Public to question NY Mills school cuts March 9
There are many questions around the anticipated school cuts and people want answers. The public will have a chance to address the New York Mills School Board and administration during a public meeting Monday, 6 p.m., in the performing arts center.
School superintendent Todd Cameron presented a first reading of proposed cuts at the Feb. 23 board meeting. The proposal calls for $440,000 cut from the 2009-10 budget. The proposed reductions are administration, district office staff, elementary school office, maintenance staff, supervisor salary reductions, as well as four full-time equivalent teacher positions.
The plan presented to board listed cutting the elementary school principal position and the elementary secretary position. According to the information presented, cutting the principal position would save $80,000 and the secretary position would cut $30,000 from the budget.
What will happen with the elementary office is one big question being asked in the community since the information was released.
Cameron said this week if the board approved the plan to eliminate one administrator and the elementary secretary position then the duties would likely be divvied up between remaining administrators and office staff.
"This meeting March 9 is an opportunity for citizens to speak," Cameron said. "No board decisions will be made at that time but this is an opportunity for us to listen, and to hear what people's thoughts, ideas and concerns are."
The district is facing a nearly $150,000 budget shortfall next year. The $440,000 in cuts would leave an estimated $300,000 fund balance. Some in the public have questioned whether that fund balance is necessary. The district over the past few years has been working toward maintaining a $300,000 reserve to cover any unforseen costs, as well as capital and facilities improvements.

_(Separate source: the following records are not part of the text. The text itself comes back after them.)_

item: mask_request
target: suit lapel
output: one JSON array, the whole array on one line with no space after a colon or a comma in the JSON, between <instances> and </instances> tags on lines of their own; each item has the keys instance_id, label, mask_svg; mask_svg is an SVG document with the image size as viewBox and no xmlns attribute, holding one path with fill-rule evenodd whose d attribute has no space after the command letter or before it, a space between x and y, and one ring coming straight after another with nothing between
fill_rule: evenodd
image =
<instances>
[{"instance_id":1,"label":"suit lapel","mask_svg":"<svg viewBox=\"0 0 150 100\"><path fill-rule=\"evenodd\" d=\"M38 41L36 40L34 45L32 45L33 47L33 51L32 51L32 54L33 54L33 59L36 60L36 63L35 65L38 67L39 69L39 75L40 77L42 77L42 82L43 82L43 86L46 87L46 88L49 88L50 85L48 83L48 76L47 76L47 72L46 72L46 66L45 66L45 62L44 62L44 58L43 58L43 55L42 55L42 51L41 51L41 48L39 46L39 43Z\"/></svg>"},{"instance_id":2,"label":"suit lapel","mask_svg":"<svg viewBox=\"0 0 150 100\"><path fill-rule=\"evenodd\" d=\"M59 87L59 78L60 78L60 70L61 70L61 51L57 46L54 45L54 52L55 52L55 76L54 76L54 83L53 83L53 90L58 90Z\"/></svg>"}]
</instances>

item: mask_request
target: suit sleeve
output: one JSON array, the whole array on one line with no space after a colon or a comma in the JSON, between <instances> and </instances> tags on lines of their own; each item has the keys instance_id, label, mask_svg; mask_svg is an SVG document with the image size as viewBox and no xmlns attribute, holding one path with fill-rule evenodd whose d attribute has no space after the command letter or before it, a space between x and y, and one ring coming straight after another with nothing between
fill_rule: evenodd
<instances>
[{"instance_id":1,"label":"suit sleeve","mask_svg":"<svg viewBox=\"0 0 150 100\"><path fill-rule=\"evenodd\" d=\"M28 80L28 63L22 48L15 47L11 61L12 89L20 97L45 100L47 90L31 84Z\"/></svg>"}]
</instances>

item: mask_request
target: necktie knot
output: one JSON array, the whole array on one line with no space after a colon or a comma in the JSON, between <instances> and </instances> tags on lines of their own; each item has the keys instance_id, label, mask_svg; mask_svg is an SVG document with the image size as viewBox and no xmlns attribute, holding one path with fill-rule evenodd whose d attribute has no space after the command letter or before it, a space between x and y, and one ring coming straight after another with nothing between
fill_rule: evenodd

Cameron has met with staff members to hear what their questions are concerning the budget cuts. According to the first reading, the district would cut four full-time equivalent teacher positions. Whether that would actually mean four teachers, or a combination of full-time and half-time positions, won't be clear until the final decision is made at the March 23 board meeting.
The talk of anticipated federal stimulus money making its way to the general fund has people asking more questions. When, and how much money, will New York Mills see? Cameron has been asked those questions numerous times and says the answers just aren't out there yet. He's seen a few different numbers, but calls the figures "arbitrary" at this point.
For most rural Minnesota schools the stimulus money targeted for special education could be rejected. Preliminary estimates suggest New York Mills qualifies for about $156,000 in IDEA special education money, with an additional $96,000 possibly coming in Title I funding. The Title 1A stimulus money, aimed at improving learning for elementary students, could give local schools budgeting flexibility that may take off some financial pressure.
"At this point, I don't know the answer to the question about the stimulus money for education and exactly how much that will be, when we will receive it, or what the rules are for using the money," Cameron said. "We also don't know at this time what the state of Minnesota plans to do with a 5 billion dollars plus deficit and what affect this might have on education funding."
Cameron went on to say some of this information is not going to be known until June or later this summer. The school's budget cycle runs from June 30 to July 1 (fiscal year) and final budget must be approved by the school board prior to July 1.
Teachers are asking if, and when, the stimulus money arrives if there would be an opportunity for teacher positions to be reinstated. Cameron said that is something they would definitely consider, but keep in mind this is one-time money for this year only.
With NY Mills hosting last weekend's section wrestling tournament there were plenty of budget discussions throughout the two days of wrestling. People are wondering about the elementary science program, which is listed as being part of the proposed cuts. If that is the case, Cameron speculates, then elementary science would be taught in each classroom by classroom teachers.
The March 9 meeting is open to the public and the school board will follow policy, allowing for members of the public to comment, with a limit of 5 minutes per speaker.